DEUX RÉALITÉS, UNE MÊME ATTENTE
Des chantiers visibles, mais un renouveau inégal.
Depuis l’arrivée des nouvelles autorités à la tête du pays, plusieurs chantiers de réhabilitation des routes et voiries ont été lancés dans différents quartiers de Libreville. Des travaux visibles, porteurs d’espoir pour de nombreux usagers, lassés par des années de dégradation du réseau routier. L'axe Awendjé-Plein Ciel, une voie express cruciale reliant plusieurs quartiers importants du nord de Libreville, a fait l'objet d'une réhabilitation complète. Les travaux, observés en accélération en février 2026, ont consisté en la pose d'un nouveau revêtement en bitume, éliminant ainsi les nombreux nids-de-poule et crevasses qui rendaient la circulation particulièrement difficile et dangereuse. Cette initiative a été accueillie avec soulagement par les usagers, qui ont constaté une nette amélioration de la fluidité du trafic. Mais sur le terrain, le contraste demeure frappant : certaines voies semblent aujourd’hui encore oubliées par ce renouveau urbain.
À Nzeng-Ayong, une route toujours délaissée.
Sur la voie partant de la pharmacie de garde au terminus clandos à Nzeng-ayong , aucun signe concret de renouveau n’est encore perceptible. Nids-de-poule, poussière et difficultés de circulation continuent de rythmer le quotidien des riverains et des automobilistes. Une situation jugée préoccupante, notamment pour la sécurité des enfants qui empruntent quotidiennement cet axe pour se rendre à l’école.

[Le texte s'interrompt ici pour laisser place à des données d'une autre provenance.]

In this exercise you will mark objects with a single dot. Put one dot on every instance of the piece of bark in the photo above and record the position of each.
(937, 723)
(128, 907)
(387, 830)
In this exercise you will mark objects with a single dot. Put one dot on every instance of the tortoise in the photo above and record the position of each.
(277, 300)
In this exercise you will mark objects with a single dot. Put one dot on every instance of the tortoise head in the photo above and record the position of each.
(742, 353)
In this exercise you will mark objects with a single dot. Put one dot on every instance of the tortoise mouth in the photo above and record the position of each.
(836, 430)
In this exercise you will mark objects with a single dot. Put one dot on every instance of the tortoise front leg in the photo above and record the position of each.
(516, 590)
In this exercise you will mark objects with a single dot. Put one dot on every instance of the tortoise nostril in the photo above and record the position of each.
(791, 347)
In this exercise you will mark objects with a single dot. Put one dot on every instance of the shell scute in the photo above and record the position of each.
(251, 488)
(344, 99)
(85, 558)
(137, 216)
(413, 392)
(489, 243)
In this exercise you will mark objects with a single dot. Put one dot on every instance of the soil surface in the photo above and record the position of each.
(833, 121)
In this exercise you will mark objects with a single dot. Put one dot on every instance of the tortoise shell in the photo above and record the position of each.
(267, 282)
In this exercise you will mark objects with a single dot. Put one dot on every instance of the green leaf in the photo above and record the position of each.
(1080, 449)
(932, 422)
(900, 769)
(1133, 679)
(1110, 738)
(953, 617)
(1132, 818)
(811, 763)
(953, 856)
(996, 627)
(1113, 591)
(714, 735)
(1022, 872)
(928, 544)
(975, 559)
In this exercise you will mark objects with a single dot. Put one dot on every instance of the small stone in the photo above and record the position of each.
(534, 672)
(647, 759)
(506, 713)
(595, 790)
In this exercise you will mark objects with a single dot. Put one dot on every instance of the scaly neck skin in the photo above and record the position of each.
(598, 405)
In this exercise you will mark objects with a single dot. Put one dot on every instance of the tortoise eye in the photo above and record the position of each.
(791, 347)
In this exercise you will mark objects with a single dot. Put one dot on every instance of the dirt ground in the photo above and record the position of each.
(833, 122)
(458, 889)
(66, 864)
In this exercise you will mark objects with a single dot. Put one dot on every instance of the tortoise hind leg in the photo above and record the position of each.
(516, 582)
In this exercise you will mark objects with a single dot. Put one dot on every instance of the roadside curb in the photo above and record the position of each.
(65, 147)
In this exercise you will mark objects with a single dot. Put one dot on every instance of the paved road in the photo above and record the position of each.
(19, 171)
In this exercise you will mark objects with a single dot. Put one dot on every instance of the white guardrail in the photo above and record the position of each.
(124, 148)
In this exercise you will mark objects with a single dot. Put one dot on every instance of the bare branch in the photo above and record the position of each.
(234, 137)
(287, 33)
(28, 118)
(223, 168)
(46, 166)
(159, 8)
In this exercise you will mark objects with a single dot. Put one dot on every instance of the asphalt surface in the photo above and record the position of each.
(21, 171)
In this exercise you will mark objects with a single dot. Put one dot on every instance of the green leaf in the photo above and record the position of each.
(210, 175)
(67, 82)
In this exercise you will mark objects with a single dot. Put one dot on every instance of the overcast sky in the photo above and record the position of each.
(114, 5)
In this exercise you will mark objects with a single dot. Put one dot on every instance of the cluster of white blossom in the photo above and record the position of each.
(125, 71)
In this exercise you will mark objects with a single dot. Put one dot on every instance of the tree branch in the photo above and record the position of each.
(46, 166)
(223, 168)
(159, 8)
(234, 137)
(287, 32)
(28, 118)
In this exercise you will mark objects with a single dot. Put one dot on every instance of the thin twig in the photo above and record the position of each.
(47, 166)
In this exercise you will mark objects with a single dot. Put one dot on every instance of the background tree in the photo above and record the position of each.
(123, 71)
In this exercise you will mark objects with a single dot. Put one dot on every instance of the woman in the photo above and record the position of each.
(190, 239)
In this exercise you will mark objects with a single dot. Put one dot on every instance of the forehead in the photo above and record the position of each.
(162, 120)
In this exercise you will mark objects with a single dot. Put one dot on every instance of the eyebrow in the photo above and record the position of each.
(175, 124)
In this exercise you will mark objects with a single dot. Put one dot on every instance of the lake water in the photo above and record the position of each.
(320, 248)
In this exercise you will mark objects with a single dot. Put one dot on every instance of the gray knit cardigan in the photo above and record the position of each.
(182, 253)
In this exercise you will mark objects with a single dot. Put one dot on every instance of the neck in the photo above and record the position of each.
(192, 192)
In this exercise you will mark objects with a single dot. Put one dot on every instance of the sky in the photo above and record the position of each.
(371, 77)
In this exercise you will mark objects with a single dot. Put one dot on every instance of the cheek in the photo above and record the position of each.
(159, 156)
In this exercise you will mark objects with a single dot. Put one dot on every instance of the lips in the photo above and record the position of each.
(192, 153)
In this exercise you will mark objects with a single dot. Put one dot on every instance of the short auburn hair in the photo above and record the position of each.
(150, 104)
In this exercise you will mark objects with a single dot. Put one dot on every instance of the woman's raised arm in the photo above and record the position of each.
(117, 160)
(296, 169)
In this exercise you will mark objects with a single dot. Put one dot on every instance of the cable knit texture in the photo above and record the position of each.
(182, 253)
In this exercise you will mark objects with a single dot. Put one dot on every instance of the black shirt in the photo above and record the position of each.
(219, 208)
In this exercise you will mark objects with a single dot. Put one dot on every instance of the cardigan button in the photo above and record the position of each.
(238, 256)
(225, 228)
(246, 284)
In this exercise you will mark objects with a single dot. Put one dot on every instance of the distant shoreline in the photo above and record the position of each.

« Par rapport à l’état de la route, c’est un problème récurrent. Cela génère un véritable danger, surtout pour les jeunes qui vont à l’école », confie Djessi, un habitant du quartier. Pointant la responsabilité des collectivités locales, appelant à une plus grande autonomie et à l’implication d’agents municipaux pour assurer l’entretien des voiries.
Entre impatience citoyenne et appel à la patience.
Face à cette situation, les avis divergent. Si certains expriment leur impatience et interpellent les autorités compétentes afin que des mesures concrètes soient prises, d’autres préfèrent faire preuve de retenue. Pour ces derniers, il est encore trop tôt pour juger l’action du nouveau régime.
« C’est un nouveau gouvernement, il vient à peine de commencer. On est encore en observation. Tout ne peut pas se faire en un seul jour », Gaël estime qu'il faut à accorder du temps aux autorités pour mener à bien les chantiers annoncés.
Entre attente pressante et appel à la patience, l’axe pharmacie de garde, terminus clandos venant de l’échangeur de Nzeng-ayong, demeure aujourd’hui le symbole des travaux encore à venir. Dans une capitale où l’espoir de routes rénovées est bien réel.